Margulis Vitaly, Sánchez-Ortiz Ricardo F, Tamboli Pheroze, Cohen Daniel D, Swanson David A, Wood Christopher G
Department of Urology, University of Texas M. D. Anderson Cancer Center, Houston, Texas 77030, USA.
Cancer. 2007 May 15;109(10):2025-30. doi: 10.1002/cncr.22629.
Historically, patients with nonmetastatic renal cell carcinoma (RCC) involving adjacent organs have been considered inoperable and incurable. The oncologic efficacy of an aggressive surgical approach was evaluated in a selected subpopulation of RCC patients. Further, an attempt was made to define the clinical and pathologic characteristics predictive of surgical failure.
With Institutional Review Board approval, the institutional nephrectomy database of 3470 patients treated at MD Anderson Cancer Center from 1990 to 2006 was searched for RCC patients treated with radical nephrectomy and resection of at least 1 adjacent organ thought to be directly involved by RCC. Patients with nonmetastatic RCC and a minimum follow-up of 6 months were included in the analysis.
In all, 30 patients with clinical T4NxM0 RCC and median follow-up of 32.3 months (range, 8.5-140.1) met the study inclusion criteria and comprise the dataset for the analysis. On pathologic evaluation 60% of patients were clinically overstaged, as only 12 (40%) of 30 patients demonstrated direct invasion into adjacent organs resected. None of the clinical tumor characteristics predicted a finding of pathologic T4 RCC. Nodal involvement and pathologic T stage were significant independent predictors of disease recurrence (hazard ratio [HR] 3.726, P = .043, and HR 2.414, P = .045, respectively) and cancer-specific survival (HR 17.145, P = .002, and HR 3.791, P = .024, respectively). Disease recurred in 11 of 18 (61.1%) of <pT4 patients and in 10 of 12 (83.3%) of pT4 patients at a median 13.3 and 2.3 months, respectively; 13 (73.3%) <pT4 patients and 5 (41.7%) pT4 patients were alive at the time of analysis.
True pathologic involvement of adjacent organs by RCC cannot be predicted from pre- or intraoperative parameters.

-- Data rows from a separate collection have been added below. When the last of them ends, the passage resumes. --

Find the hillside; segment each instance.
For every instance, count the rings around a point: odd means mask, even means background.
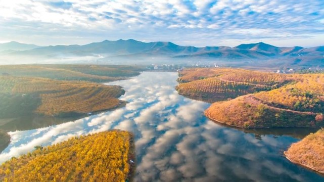
[[[198,68],[184,70],[179,76],[176,87],[179,94],[223,101],[205,112],[214,121],[246,128],[324,125],[323,74]]]
[[[13,157],[0,166],[5,181],[125,181],[131,177],[132,135],[113,130],[80,136]]]
[[[34,44],[21,43],[16,41],[12,41],[10,42],[0,43],[0,51],[26,51],[40,47],[40,46]]]
[[[123,104],[117,99],[124,93],[119,86],[12,76],[0,76],[0,84],[2,118],[84,115]]]
[[[114,60],[120,63],[121,60],[133,61],[140,59],[143,61],[152,58],[164,58],[168,59],[176,58],[173,61],[176,62],[180,61],[179,60],[181,59],[194,60],[211,59],[213,61],[228,62],[229,64],[234,65],[235,64],[231,63],[231,61],[237,61],[241,63],[246,61],[255,62],[253,64],[248,64],[251,66],[257,64],[259,66],[270,64],[277,67],[292,65],[324,66],[322,62],[324,49],[322,47],[277,47],[264,42],[242,44],[233,48],[225,46],[195,47],[179,46],[170,42],[144,42],[134,39],[106,40],[85,45],[51,46],[25,51],[4,51],[0,54],[0,61],[9,59],[20,63],[23,59],[26,59],[26,61],[28,60],[28,63],[32,62],[33,60],[43,62],[48,59],[51,61],[56,60],[59,62],[62,59],[68,58],[73,59],[76,57],[85,57],[82,59],[87,60],[91,57],[95,60],[94,62],[109,63]],[[39,57],[42,59],[38,59]],[[38,58],[35,59],[36,58]],[[217,59],[215,60],[215,58]],[[296,62],[296,59],[300,61]]]
[[[108,82],[140,74],[142,69],[130,66],[77,64],[0,66],[0,73],[17,76],[32,76],[61,80]]]
[[[324,129],[310,133],[284,152],[291,162],[324,174]]]
[[[10,136],[6,132],[0,130],[0,151],[5,149],[10,142]]]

A significant proportion of patients clinically suspected of having T4 RCC are downstaged, and benefit from aggressive surgical resection with en bloc removal of involved organs.
在历史上,患有累及相邻器官的非转移性肾细胞癌(RCC)的患者一直被认为无法手术切除且无法治愈。对一部分选定的RCC患者评估了积极手术方法的肿瘤学疗效。此外,还试图确定预测手术失败的临床和病理特征。
经机构审查委员会批准,检索了1990年至2006年在MD安德森癌症中心接受治疗的3470例患者的机构肾切除术数据库,以查找接受根治性肾切除术并切除至少1个被认为直接受RCC累及的相邻器官的RCC患者。分析纳入了非转移性RCC且随访至少6个月的患者。
共有30例临床分期为T4NxM0的RCC患者,中位随访时间为32.3个月(范围8.5 - 140.1个月),符合研究纳入标准,构成分析数据集。病理评估显示,60%的患者临床分期过高,因为30例患者中只有12例(40%)表现出直接侵犯所切除的相邻器官。没有任何临床肿瘤特征能够预测病理T4期RCC的发现。淋巴结受累和病理T分期是疾病复发(风险比[HR]分别为3.726,P = 0.043,以及HR 2.414,P = 0.045)和癌症特异性生存(HR分别为17.145,P = 0.002,以及HR 3.791,P = 0.024)的显著独立预测因素。<pT4患者中18例有11例(61.1%)复发,pT4患者中12例有10例(83.3%)复发,中位复发时间分别为13.3个月和2.3个月;分析时,<pT4患者中有13例(73.3%)存活,pT4患者中有5例(41.7%)存活。
无法根据术前或术中参数预测RCC对相邻器官的真正病理累及情况。很大一部分临床怀疑为T4期RCC患者的分期被下调,并且通过积极手术切除并整块切除受累器官而获益。